His office did not have any details regarding when the meeting would take place.

“But then we have to make the changes and we have to get it done in the budget,” he added of the new law that wiped out cash bail for misdemeanors and most “non-violent” felonies.

While he’s on the same page with state Senate Majority Leader Andrea Stewart Cousins (D-Westchester), who agrees the state budget — New York’s $178 billion fiscal document due April 1 — is the right place to make fixes to the bail law, it will take some convincing for Assembly Speaker Carl Heastie (D-Bronx).

Heastie has insisted he won’t support any changes to the law without seeing “facts and data” first, but told reporters Thursday he’s in the “listening stage” and has invited DAs to “give me statistics on what’s working.”

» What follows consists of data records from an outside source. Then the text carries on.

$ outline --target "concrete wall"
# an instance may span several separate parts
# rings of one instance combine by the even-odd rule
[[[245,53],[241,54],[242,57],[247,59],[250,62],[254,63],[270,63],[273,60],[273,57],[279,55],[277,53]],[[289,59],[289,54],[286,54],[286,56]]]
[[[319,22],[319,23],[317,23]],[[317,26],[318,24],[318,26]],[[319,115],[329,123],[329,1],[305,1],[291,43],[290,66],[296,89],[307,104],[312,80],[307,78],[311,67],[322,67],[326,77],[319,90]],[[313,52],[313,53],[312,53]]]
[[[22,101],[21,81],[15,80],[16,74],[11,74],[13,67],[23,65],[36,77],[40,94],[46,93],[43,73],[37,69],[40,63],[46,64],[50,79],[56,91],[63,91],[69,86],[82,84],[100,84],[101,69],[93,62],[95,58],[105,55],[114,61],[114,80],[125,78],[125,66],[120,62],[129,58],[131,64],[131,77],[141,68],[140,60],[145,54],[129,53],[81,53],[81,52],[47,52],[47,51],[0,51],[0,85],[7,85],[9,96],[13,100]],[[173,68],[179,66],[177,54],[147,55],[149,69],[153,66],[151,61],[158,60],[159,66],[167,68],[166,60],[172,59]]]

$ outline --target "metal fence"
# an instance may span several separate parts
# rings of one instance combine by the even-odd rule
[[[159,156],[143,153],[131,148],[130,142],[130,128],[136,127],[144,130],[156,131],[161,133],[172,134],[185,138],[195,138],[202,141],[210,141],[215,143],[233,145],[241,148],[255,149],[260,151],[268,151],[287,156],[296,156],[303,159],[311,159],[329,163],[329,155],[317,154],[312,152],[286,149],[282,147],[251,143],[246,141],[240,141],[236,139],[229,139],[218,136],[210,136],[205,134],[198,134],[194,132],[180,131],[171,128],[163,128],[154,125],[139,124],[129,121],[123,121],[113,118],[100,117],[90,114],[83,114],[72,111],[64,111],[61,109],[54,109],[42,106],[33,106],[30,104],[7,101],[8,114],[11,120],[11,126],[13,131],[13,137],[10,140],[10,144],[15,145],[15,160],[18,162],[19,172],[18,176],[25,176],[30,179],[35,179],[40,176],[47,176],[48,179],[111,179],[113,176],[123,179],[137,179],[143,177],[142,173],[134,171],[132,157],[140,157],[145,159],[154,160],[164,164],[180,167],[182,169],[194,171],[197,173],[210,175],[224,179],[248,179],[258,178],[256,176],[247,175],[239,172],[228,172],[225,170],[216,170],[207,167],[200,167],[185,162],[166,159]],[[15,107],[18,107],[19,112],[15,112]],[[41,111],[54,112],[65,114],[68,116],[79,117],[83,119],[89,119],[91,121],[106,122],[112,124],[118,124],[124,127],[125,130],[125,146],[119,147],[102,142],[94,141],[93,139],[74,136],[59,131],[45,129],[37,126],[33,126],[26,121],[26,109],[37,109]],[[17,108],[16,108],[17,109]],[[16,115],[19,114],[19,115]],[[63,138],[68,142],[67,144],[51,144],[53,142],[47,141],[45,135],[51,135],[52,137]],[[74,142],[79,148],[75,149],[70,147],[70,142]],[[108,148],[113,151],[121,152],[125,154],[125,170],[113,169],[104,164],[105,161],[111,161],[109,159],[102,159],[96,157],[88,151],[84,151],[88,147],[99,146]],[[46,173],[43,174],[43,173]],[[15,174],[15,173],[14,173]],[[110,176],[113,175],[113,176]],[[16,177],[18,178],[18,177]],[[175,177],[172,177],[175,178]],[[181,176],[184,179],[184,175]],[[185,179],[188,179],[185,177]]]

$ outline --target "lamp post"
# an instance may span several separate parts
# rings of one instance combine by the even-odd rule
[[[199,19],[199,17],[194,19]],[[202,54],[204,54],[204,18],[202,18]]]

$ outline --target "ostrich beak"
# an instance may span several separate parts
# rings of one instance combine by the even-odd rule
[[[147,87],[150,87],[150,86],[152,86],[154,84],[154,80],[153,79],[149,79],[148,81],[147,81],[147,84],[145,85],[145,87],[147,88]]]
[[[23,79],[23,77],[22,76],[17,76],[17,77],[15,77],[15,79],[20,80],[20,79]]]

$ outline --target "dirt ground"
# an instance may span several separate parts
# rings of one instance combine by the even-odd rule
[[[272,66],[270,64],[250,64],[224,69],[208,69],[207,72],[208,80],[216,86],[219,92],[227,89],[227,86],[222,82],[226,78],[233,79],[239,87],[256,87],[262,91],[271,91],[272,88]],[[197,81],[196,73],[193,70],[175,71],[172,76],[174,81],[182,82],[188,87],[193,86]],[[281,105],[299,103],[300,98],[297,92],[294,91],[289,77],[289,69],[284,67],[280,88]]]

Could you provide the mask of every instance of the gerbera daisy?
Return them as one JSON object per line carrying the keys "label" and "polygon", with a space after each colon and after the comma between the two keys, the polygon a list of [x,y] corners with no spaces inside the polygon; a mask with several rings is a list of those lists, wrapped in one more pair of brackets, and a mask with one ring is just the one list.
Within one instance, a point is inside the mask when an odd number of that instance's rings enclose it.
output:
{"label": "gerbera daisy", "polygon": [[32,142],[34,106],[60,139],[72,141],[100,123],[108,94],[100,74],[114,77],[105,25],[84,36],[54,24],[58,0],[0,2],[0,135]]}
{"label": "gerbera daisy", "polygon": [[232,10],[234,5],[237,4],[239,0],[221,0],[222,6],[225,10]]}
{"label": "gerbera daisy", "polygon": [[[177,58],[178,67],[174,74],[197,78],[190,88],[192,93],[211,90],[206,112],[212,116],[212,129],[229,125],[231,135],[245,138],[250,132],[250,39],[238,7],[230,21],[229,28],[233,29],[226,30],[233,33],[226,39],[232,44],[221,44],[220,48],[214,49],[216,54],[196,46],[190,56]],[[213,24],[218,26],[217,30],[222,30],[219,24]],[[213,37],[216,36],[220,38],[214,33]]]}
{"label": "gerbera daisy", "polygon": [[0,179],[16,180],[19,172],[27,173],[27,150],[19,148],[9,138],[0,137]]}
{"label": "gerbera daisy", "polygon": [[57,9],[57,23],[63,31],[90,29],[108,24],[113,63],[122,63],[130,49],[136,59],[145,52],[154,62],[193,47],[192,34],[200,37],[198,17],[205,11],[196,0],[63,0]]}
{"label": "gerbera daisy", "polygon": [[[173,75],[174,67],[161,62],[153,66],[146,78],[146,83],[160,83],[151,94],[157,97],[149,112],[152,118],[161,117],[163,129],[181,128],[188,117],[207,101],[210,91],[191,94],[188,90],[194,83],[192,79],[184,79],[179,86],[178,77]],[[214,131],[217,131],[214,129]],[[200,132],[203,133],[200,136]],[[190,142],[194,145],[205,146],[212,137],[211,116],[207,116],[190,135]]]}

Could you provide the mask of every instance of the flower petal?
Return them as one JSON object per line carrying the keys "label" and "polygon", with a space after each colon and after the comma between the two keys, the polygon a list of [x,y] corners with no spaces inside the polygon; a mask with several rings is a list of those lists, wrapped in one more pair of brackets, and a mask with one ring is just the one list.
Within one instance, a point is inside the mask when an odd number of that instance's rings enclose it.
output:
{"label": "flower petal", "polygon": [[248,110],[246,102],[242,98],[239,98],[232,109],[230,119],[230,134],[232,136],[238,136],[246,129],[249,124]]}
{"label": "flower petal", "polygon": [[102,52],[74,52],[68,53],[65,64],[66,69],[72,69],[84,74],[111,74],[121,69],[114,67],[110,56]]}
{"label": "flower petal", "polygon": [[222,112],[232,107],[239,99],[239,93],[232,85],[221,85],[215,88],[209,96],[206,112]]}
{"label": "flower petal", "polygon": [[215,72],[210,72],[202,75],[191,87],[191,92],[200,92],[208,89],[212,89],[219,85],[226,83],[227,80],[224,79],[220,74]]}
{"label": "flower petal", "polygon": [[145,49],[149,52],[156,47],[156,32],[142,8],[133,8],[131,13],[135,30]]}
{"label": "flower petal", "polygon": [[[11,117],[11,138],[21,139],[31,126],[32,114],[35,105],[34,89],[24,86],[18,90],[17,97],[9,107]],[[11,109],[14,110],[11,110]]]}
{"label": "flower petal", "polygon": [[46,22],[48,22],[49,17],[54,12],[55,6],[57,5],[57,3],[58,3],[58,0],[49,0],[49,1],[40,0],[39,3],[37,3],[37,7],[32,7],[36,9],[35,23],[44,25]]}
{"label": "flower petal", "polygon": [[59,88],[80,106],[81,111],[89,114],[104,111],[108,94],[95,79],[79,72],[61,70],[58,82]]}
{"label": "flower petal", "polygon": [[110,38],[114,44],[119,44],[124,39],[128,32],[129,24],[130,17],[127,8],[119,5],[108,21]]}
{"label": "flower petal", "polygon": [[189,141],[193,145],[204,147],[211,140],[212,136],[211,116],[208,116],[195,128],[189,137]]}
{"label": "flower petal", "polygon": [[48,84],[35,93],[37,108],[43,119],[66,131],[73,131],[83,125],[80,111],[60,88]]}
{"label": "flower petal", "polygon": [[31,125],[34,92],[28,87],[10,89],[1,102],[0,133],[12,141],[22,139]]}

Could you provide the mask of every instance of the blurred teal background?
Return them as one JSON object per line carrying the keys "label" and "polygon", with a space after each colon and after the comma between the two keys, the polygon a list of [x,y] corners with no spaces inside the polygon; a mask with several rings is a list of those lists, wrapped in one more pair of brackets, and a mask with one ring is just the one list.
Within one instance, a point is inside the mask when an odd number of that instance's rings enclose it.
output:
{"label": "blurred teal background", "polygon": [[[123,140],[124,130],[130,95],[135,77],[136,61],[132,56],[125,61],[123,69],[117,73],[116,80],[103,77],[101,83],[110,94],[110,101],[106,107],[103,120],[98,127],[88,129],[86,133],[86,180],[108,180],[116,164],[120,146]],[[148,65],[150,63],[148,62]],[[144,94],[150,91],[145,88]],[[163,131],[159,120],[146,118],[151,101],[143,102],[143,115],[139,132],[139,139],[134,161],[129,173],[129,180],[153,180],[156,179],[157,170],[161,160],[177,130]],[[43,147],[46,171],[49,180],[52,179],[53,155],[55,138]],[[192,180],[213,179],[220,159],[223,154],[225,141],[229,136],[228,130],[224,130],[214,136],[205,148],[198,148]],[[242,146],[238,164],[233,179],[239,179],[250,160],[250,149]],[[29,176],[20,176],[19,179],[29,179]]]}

Stewart Cousins and Cuomo have said they support amendments including total elimination of cash bail, and restoring some discretion to judges should they choose to hold dangerous defendants ahead of trial.

Cuomo also acknowledged Friday the pressure lawmakers are feeling, especially those in rural or suburban areas, as Republicans and progressives alike are threatening primary challenges ahead of the fall election — depending on what side individual pols take.

“Politicians, they are running for re-election. They don’t want to take a position, they’re afraid. They don’t want anyone to protest them,” the third-term Democratic governor added.

Recent poll numbers also show the public is souring on the law, with 59 percent of eligible voters saying the change was a bad idea.